The season-ending race needs the publicity, I don't think the Indy 500 does. (As much.)

And yes, it's a risky proposition that an outsider could show up the field, but that's what makes the bet interesting. There has to be a risk.

I don't think TK's problems have anything to do with Vegas. Like you said, it's an insurance thing, like a hole-in-one gimmick at a golf tournament.

TK and Weldon's absence just highlights the change in how driver's are paid/sponsored now.

And lastly--yeah, it's a huge gimmick--but Indycar needs a promoter, that's why they hired Bernard. And I think he's doing a great job. Viva Las Vegas!

S0CSeven

So if TK can't buy a ride this year, does that make him a "non-Indycar driver" for purposes of the last race?

Travis R

Just a couple of random thoughts: I know it's all speculation, but I could see Tony taking the money he does have to Panther for an Indy-only ride. He'd have a legitimate shot at a 500 win with Panther.

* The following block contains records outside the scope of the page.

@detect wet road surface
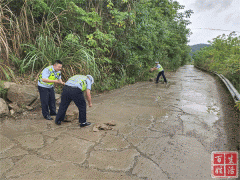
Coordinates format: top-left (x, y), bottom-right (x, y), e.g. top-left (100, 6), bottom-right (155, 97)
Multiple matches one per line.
top-left (0, 65), bottom-right (239, 179)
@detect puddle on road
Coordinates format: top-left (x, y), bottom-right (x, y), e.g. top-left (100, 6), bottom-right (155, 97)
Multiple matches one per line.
top-left (182, 91), bottom-right (205, 98)
top-left (177, 65), bottom-right (239, 152)
top-left (193, 79), bottom-right (203, 81)
top-left (182, 103), bottom-right (208, 113)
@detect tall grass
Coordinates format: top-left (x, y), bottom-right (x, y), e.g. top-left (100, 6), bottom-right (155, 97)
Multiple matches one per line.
top-left (0, 2), bottom-right (35, 61)
top-left (15, 33), bottom-right (99, 81)
top-left (0, 1), bottom-right (36, 82)
top-left (18, 34), bottom-right (62, 74)
top-left (62, 35), bottom-right (99, 78)
top-left (1, 1), bottom-right (148, 92)
top-left (0, 63), bottom-right (17, 82)
top-left (0, 1), bottom-right (64, 63)
top-left (0, 4), bottom-right (13, 64)
top-left (1, 1), bottom-right (99, 81)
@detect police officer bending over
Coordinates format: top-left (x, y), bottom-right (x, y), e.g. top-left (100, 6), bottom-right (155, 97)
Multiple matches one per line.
top-left (55, 75), bottom-right (94, 127)
top-left (38, 60), bottom-right (65, 120)
top-left (152, 61), bottom-right (167, 84)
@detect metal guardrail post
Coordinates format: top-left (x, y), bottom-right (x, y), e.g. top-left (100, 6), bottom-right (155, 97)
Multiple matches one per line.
top-left (195, 66), bottom-right (240, 103)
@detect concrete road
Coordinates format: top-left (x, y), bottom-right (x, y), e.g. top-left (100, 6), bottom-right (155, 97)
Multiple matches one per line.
top-left (0, 65), bottom-right (239, 179)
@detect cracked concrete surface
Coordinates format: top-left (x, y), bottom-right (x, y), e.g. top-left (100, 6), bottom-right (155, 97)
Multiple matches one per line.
top-left (1, 65), bottom-right (239, 179)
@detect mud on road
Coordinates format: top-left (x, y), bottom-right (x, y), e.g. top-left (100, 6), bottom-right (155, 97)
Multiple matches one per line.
top-left (1, 65), bottom-right (239, 180)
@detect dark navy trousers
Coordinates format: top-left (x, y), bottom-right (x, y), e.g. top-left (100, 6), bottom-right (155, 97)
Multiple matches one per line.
top-left (38, 86), bottom-right (56, 118)
top-left (55, 85), bottom-right (86, 124)
top-left (156, 70), bottom-right (167, 83)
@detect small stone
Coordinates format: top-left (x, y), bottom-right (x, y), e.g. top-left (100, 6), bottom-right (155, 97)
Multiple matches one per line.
top-left (16, 108), bottom-right (23, 113)
top-left (55, 93), bottom-right (61, 100)
top-left (99, 124), bottom-right (113, 130)
top-left (56, 99), bottom-right (61, 106)
top-left (0, 98), bottom-right (9, 117)
top-left (10, 109), bottom-right (15, 115)
top-left (93, 124), bottom-right (100, 132)
top-left (8, 102), bottom-right (20, 111)
top-left (93, 123), bottom-right (113, 132)
top-left (104, 120), bottom-right (116, 126)
top-left (26, 106), bottom-right (33, 111)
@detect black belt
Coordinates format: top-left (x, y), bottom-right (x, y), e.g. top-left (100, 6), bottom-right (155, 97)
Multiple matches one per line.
top-left (65, 85), bottom-right (83, 92)
top-left (65, 85), bottom-right (78, 88)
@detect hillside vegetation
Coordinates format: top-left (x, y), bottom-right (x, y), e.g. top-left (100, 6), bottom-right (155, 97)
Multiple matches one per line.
top-left (0, 0), bottom-right (192, 92)
top-left (193, 33), bottom-right (240, 92)
top-left (190, 43), bottom-right (210, 56)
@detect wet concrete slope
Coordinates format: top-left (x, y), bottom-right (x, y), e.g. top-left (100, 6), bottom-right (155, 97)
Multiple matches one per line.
top-left (0, 65), bottom-right (239, 180)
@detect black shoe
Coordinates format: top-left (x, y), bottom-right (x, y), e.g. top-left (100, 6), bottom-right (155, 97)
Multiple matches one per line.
top-left (80, 122), bottom-right (91, 127)
top-left (55, 121), bottom-right (61, 125)
top-left (45, 116), bottom-right (53, 120)
top-left (62, 120), bottom-right (71, 122)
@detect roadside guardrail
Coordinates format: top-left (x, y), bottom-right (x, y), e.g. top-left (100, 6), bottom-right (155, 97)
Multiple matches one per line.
top-left (195, 66), bottom-right (240, 104)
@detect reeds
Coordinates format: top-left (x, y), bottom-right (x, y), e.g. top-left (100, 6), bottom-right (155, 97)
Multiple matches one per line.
top-left (0, 2), bottom-right (34, 60)
top-left (0, 1), bottom-right (34, 81)
top-left (0, 1), bottom-right (136, 91)
top-left (1, 1), bottom-right (100, 80)
top-left (20, 33), bottom-right (99, 81)
top-left (0, 63), bottom-right (17, 82)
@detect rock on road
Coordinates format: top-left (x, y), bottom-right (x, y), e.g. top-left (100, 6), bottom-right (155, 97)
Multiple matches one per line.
top-left (0, 65), bottom-right (239, 180)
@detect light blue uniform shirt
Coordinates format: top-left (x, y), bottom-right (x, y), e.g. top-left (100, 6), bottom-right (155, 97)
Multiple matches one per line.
top-left (156, 64), bottom-right (164, 71)
top-left (65, 77), bottom-right (91, 91)
top-left (38, 65), bottom-right (61, 88)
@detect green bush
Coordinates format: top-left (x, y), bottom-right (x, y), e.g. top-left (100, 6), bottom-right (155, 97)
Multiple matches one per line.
top-left (0, 81), bottom-right (8, 100)
top-left (3, 0), bottom-right (192, 93)
top-left (193, 33), bottom-right (240, 92)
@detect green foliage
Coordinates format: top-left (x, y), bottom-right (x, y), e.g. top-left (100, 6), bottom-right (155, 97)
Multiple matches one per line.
top-left (125, 0), bottom-right (192, 72)
top-left (28, 0), bottom-right (50, 19)
top-left (235, 101), bottom-right (240, 111)
top-left (16, 34), bottom-right (63, 74)
top-left (68, 2), bottom-right (102, 28)
top-left (0, 62), bottom-right (17, 82)
top-left (4, 0), bottom-right (192, 92)
top-left (190, 44), bottom-right (211, 55)
top-left (11, 33), bottom-right (99, 81)
top-left (86, 29), bottom-right (116, 56)
top-left (193, 33), bottom-right (240, 92)
top-left (0, 81), bottom-right (8, 100)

As for the Vegas deal, I would love to see one of the USAC or World of Outlaws guys step in and run for the $5 mil. They're probably not the big names that Randy hopes to draw, but those guys deserve the exposure.

Marty

I think it's wrong that a driver has to schlep around trying to find sponsorship. A driver should only have to concentrate on conditioning and driving. It should be the team owner's responsibility to handle sponsorship. The team owner owns the equipment, car, and shop, and hires the crew. These are all business things. Sponsorship is business, so the team owner should be the one traveling the world to find sponsorship. I understand that a driver becomes a spokesperson for the brand/sponsor, but shouldn't the sponsor trust the team owner to hire someone who is a good fit?

Sorry, I just think it's rubbish that drivers like Paul Tracy, Tony, and Dan Wheldon have to iron out business deals instead of spending time on the track. Owners should be begging these guys to drive their car, instead of these drivers begging for a car to drive.

Brian McKay

I agree with you, Marty. There alot of 'shoulds' in life and in top-flight racing. But I don't even believe that owners should be courting sponsors. They should focus on operating their businesses and racing teams while expert sponsor hunters try to sweet-talk marketing czars at Pepsico, Yum! Foods, Coca-Cola, Subway, Delta Airlines, etcetera.
On another tack, George of Oil Pressure and Pressdog have both expressed what I've felt, to wit: "the more buzz NASCAR makes, the more it becomes a generic term for "racing" ... Whenever I say I'm into "racing," people invariably assume I mean NASCAR. Ah, that's ugly."
As I live in the South, south of George, rather than in Europe, when I say that I'll be at "a race" at Sebring, Saint Petersburg, Barber, or Baltimore, I 'must' mean a Sprint Cup race.